A l’«exceptionnel», ils préfèrent des activités aussi banales qu’arracher des brins d’herbe ou se délecter des volutes d’un café chaud. Et s’ils avaient compris comment être heureux?

Thierry Kempeneer aime s’adonner à des choses sans réelle utilité. Quand il façonne des bâtons de marche, ce n’est donc pas pour les utiliser (il ne fera jamais le GR20), encore moins pour les vendre, «même si j’en ai déjà vu de moins beaux que les miens dans le commerce». Non, si cet Anversois expatrié en Australie depuis six ans taille régulièrement du bois dans son petit atelier, c’est simplement pour le plaisir éprouvé à ôter la matière et à découvrir ce qui se cache derrière. «Ça me procure une certaine sérénité, ça me rassure, confie l’employé dans le secteur des télécommunications, qui pense cultiver depuis toujours cette passion pour les petits plaisirs. Je revois des images de moi à 4 ou 5 ans, assis sur un banc occupé à déguster des fraises bien juteuses. Aujourd’hui, il m’arrive même d’avoir la chair de poule quand j’entends un chant d’oiseau à l’arrivée du printemps.»

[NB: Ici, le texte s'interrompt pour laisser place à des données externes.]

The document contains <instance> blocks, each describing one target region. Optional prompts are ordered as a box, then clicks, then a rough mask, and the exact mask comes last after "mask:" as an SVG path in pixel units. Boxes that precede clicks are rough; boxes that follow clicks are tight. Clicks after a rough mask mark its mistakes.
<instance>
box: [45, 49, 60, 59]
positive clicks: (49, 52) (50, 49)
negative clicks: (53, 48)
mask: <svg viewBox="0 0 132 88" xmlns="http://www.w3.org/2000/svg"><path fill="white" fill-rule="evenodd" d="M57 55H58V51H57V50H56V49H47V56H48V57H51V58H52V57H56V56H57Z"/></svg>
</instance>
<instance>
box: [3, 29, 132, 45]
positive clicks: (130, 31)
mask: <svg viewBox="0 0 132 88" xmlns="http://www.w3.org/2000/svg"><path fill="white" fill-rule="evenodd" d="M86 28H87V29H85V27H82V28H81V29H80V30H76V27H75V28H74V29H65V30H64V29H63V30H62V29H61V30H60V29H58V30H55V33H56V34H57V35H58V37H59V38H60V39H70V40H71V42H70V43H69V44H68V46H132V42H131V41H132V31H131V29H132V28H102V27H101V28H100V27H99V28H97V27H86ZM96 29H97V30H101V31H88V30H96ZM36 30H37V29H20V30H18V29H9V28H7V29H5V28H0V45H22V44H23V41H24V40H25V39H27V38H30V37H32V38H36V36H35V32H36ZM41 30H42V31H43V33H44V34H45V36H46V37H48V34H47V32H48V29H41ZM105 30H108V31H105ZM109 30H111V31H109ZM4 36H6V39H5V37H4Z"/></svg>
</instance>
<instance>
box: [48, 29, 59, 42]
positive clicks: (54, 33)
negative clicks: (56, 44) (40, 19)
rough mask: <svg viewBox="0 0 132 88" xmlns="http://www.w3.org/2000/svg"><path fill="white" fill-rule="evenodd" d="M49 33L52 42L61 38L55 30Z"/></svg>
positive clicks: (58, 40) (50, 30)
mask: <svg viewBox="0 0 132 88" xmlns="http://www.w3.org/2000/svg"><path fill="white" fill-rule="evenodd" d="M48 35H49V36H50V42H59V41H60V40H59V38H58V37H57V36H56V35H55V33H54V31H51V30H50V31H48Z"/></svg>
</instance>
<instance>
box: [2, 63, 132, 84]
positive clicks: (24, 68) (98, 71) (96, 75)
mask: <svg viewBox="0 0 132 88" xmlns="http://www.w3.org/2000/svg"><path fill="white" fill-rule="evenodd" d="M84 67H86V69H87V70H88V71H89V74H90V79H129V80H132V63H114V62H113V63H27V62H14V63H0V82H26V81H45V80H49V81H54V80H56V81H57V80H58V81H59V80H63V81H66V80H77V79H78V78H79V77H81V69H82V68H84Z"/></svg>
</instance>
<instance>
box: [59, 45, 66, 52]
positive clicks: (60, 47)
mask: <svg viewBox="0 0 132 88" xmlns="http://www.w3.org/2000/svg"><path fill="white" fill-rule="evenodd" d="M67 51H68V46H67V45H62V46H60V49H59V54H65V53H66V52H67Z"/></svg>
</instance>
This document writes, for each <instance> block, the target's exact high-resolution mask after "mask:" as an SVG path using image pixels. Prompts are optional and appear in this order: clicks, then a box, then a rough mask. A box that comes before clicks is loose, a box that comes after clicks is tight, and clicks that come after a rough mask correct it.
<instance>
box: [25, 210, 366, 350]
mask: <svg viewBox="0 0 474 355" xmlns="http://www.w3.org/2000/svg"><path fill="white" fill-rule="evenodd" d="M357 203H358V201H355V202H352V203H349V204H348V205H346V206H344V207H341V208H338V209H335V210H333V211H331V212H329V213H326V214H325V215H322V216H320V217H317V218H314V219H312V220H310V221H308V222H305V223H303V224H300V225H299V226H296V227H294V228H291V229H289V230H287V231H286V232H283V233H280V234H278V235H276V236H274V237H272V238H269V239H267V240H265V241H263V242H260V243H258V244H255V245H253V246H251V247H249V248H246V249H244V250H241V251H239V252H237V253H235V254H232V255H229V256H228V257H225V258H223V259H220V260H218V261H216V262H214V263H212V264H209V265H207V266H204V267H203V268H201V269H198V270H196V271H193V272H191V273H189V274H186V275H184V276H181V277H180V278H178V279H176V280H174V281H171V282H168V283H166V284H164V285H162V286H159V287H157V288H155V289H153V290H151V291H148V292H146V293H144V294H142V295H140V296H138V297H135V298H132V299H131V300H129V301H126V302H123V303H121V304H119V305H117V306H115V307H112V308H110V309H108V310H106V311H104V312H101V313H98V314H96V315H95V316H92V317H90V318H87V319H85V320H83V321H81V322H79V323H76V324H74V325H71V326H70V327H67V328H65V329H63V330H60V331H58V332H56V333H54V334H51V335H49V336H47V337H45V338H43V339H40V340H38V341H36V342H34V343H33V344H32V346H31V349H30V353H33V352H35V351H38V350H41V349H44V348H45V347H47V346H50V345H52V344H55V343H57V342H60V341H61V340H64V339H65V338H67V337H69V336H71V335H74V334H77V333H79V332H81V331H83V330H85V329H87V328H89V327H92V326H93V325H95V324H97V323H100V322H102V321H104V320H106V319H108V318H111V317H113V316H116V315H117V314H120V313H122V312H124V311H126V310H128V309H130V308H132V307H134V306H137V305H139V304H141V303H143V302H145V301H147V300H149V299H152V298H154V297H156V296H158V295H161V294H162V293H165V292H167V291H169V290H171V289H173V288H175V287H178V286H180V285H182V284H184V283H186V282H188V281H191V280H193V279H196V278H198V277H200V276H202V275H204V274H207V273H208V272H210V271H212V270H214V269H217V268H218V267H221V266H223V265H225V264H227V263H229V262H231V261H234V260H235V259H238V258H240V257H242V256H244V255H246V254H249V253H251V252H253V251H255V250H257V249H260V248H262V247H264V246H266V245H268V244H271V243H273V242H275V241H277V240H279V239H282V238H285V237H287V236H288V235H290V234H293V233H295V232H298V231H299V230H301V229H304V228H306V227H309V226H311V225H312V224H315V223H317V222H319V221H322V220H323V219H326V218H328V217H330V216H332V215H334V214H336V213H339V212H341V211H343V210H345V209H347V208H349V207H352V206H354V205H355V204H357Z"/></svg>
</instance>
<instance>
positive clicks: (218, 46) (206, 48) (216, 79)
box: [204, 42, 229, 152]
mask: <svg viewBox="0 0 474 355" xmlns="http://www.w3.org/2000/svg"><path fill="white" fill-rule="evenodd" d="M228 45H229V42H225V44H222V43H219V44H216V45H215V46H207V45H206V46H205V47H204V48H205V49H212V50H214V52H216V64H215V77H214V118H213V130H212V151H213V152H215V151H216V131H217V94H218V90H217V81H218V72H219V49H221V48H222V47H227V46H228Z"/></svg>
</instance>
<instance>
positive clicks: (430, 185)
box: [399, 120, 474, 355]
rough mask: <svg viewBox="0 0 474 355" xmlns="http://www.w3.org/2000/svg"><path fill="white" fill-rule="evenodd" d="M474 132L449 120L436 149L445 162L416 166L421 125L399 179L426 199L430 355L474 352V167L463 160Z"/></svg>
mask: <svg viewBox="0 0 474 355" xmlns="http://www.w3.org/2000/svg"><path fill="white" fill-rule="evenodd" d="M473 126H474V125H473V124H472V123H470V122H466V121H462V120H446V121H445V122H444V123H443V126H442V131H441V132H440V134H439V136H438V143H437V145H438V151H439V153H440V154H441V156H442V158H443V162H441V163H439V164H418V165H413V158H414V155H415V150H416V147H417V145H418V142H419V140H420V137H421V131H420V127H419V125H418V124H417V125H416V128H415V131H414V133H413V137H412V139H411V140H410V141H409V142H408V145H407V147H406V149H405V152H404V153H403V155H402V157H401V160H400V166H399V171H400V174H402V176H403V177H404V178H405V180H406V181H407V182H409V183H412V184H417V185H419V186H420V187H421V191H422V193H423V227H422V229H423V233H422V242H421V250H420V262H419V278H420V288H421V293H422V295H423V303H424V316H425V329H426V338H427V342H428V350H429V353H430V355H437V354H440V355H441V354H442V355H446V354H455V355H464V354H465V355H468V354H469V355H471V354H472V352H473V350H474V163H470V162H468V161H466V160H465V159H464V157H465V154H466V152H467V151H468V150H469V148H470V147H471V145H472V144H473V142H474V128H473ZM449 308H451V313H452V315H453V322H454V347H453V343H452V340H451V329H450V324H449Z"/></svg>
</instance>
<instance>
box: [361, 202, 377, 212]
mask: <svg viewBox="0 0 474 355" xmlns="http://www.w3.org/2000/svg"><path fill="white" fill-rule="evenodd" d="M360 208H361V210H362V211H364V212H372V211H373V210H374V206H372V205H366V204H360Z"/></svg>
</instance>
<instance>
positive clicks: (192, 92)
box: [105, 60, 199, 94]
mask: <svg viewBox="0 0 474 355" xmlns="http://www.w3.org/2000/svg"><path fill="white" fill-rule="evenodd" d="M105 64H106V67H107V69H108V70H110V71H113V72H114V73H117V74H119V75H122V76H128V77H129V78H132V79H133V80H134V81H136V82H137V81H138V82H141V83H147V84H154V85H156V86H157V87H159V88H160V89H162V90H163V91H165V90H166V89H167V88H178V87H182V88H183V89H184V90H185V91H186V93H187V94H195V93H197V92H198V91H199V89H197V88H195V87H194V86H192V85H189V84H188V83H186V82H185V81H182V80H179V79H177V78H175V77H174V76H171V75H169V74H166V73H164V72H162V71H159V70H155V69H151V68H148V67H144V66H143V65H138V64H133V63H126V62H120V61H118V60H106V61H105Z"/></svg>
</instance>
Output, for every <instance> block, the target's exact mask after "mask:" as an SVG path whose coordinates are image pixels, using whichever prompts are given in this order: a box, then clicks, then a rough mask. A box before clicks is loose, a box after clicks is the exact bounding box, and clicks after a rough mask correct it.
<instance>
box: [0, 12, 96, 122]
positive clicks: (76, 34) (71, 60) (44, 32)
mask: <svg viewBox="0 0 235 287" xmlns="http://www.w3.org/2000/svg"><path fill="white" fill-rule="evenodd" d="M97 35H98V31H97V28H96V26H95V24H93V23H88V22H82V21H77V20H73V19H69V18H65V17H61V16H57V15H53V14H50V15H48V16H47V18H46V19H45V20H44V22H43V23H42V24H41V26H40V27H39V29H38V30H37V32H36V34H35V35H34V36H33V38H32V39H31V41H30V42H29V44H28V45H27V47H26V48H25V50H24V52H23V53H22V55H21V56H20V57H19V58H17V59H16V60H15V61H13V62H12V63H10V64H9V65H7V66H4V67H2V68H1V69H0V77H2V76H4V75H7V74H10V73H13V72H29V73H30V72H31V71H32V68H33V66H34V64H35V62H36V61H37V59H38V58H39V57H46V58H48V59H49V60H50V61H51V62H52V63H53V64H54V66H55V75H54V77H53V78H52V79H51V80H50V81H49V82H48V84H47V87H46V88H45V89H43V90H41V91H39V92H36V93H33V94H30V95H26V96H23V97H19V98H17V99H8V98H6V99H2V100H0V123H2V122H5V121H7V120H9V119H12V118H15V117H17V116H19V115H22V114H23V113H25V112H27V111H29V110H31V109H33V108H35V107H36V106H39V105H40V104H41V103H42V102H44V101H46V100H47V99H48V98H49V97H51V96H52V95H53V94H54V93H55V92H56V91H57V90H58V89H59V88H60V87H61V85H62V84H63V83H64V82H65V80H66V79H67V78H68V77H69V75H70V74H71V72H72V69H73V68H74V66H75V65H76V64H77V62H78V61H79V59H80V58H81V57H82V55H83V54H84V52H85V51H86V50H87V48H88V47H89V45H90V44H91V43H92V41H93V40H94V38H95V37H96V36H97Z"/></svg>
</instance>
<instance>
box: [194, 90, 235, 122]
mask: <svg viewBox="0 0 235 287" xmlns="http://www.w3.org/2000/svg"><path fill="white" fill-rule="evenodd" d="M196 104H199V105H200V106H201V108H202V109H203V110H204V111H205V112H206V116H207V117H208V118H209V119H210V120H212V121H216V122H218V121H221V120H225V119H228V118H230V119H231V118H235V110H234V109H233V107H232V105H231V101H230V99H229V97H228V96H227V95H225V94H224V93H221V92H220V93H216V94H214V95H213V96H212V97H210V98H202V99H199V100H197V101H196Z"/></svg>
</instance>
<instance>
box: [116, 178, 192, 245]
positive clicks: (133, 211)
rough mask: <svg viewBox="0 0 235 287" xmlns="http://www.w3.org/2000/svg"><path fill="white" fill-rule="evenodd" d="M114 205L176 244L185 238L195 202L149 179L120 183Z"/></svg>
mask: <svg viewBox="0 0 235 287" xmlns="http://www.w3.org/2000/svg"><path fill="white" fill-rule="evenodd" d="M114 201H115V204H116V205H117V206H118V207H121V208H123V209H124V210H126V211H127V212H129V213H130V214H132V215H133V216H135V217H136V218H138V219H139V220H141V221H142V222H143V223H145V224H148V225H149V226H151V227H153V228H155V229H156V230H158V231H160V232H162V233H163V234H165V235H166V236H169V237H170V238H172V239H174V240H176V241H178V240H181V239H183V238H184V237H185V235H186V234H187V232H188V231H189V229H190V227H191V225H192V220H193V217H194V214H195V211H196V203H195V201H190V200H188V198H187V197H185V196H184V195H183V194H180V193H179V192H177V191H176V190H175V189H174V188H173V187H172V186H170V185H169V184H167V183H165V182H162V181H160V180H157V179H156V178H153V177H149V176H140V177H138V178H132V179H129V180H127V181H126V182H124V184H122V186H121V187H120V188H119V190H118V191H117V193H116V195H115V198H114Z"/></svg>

En bon disciple de la Gen X, c’est évidemment sur Facebook que Thierry a découvert le Dull Men’s Club (le club des hommes ennuyeux), dont les membres partagent des photos qui font l’éloge du quotidien, du banal, du soi-disant ennuyeux. «On y prend son temps, on contemple et on regarde les choses d’une manière plus simple au lieu de risquer de se tuer pour un selfie au bord d’une chute d’eau», s’amuse-t-il, principalement séduit par l’ironie des posts mêlant jets de dés, photo d’un convoi exceptionnel ou analyse de plaques d’immatriculation, mais aussi par les commentaires caustiques. «J’aime côtoyer des gens heureux de ce qu’ils ont autour d’eux, conclut-il. Quand je vivais à Paris, j’habitais dans un quartier populaire du XXe arrondissement où tous les voisins se connaissaient et s’échangeaient de la nourriture en circuit court. J’ai adoré: vivons simplement, vivons ensemble.»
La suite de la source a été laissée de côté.